Instead, I opted to snoop. I'm very good at snooping and used to do it a lot in my former life as a tabloid editor. It's not nearly as complicated as phone hacking or hiding in trees with a camera. You just walk around a lot and use your eyes.
I was engaged in a snoop session on the day it snowed and I found free firewood. It would appear that the people who recently bought the $1.6 million houses were not at home during the day - no doubt working their yoga-sculpted rears off to pay their mortgage. Fortunately, there's always someone at home at the $800,000 houses. Not the owners, though. They are builders with large tools wrenching pieces of wood off the houses as they gut them - ready to be made over in pine and white paint so their new owners can live in what will look and feel like an enormous hotel room.

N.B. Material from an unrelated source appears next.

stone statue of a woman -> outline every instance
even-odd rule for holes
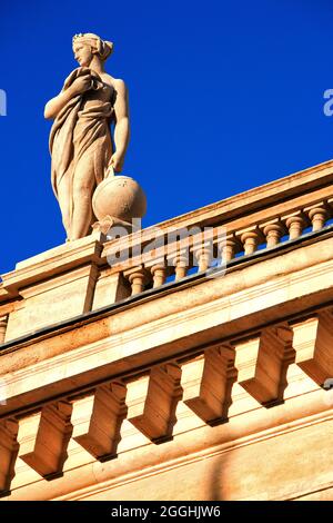
[[[125,85],[104,72],[112,43],[93,33],[75,34],[73,52],[80,67],[44,110],[54,119],[51,178],[68,240],[90,234],[93,191],[112,169],[121,171],[130,132]]]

I'm sure a lot of my neighbours read the flier and felt smug, chuckling to themselves that they were lucky to buy before house prices went mad. This is the case for us but I just felt wild with worry for the debt these families were burdening themselves with.
So I spent the first snowfall in Auckland for 70-odd years reaching into a skip and extracting bits of wood to throw in my wood burner. I was walking, so could manage only a few broken floorboards as well as the dandelion leaves I was collecting for my hens, but was so impressed with the burning power that I later took the car up and grabbed more stumps of old pilings. I could have given it to the struggling $1 million-plus mortgage families, but they've all ripped out their fireplaces.
The result? Free heat and an old unrenovated villa with an average inside temperature of 18 degrees, compared to the four degrees outside for 72 hours.
"Who needs central heating?" the greenie in me boasted. "Burning all those fossil fuels."
"Instead, we're just burning the neighbourhood," said my daughter.
She was sulking because in a fit of online shopping I had bought her a laptop. It was very cheap, came from China and looked just like an iMac if they were pink and white. It was a dog. In fact, it was worse than a dog because dogs can process basic information, which this computer failed to do.
"Nonsense, it's fine," I said to her as she struggled to connect to the internet on it. "The world isn't all about iThis and iThat" I laughed, knowing full well that it was, with Apple becoming the largest company in the world this week.
"Piece of rubbish," I announced to my husband after my daughter had left for school and I had attempted to get it working.
"Perhaps you should throw it on the fire," he said helpfully.